Pregnant women represent a unique population typically not included in clinical trials, and most clinical decisions regarding medication use during pregnancy are based on animal studies, case reports, and a few post-surveillance studies using registry data. Considering the scarcity of safety data with respect to pregnant women, recent studies have attempted to examine medication safety during pregnancy using routinely compiled administrative claims databases. Administrative claims databases offer several advantages, including large sample sizes with relatively low costs and no recall bias; however, misclassification of pregnancy outcomes and the last menstrual period (LMP) due to missing information, miscoding, and cross-coding is a common disadvantage [1,2].

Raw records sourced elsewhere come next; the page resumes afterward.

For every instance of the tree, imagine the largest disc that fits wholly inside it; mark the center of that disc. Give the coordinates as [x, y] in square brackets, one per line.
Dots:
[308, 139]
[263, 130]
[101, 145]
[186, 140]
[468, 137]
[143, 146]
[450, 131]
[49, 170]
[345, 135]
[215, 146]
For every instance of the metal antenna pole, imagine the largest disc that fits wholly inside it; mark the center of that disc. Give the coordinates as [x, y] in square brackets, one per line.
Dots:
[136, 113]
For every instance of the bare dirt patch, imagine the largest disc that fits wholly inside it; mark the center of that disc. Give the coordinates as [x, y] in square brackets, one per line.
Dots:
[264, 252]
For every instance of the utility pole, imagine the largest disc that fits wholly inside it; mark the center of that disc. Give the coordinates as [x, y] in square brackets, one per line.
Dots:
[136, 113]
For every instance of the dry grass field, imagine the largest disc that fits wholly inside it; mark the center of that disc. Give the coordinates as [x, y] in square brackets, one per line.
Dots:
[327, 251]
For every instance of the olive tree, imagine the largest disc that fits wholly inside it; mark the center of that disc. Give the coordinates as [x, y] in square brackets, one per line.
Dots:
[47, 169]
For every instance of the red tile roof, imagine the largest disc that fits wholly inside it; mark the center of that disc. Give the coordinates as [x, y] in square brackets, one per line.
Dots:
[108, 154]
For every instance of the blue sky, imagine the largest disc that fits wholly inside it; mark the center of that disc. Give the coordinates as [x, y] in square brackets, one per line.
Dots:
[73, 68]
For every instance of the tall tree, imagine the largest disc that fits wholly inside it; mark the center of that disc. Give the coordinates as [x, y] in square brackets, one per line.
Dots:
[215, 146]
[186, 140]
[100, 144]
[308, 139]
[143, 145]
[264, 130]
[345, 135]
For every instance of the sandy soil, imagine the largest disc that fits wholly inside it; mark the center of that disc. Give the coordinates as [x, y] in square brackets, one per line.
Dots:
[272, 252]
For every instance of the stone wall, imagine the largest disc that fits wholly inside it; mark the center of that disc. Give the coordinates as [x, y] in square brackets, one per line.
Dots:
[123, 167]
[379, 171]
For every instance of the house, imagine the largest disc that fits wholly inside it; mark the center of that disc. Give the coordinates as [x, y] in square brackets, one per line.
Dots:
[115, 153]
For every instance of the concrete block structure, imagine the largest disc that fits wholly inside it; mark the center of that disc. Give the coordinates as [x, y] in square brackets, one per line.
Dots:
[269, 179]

In several countries, pregnancy algorithms based on administrative claims databases have been developed and adapted according to data availability, clinical practice patterns, and the healthcare system to minimize the misclassification of pregnancy outcomes and the LMP [3-9]. The agreement, expressed as percentage, between pregnancy outcomes identified by algorithms and reviewer decisions is 96-100% for live births, 70.8-100% for stillbirths, and 92-100% for spontaneous abortions [4,6,9,10]. Despite the validity of published algorithms, they are not directly applicable to the Korean national claims database, and a new algorithm considering code availability and practices in Korea needs to be proposed.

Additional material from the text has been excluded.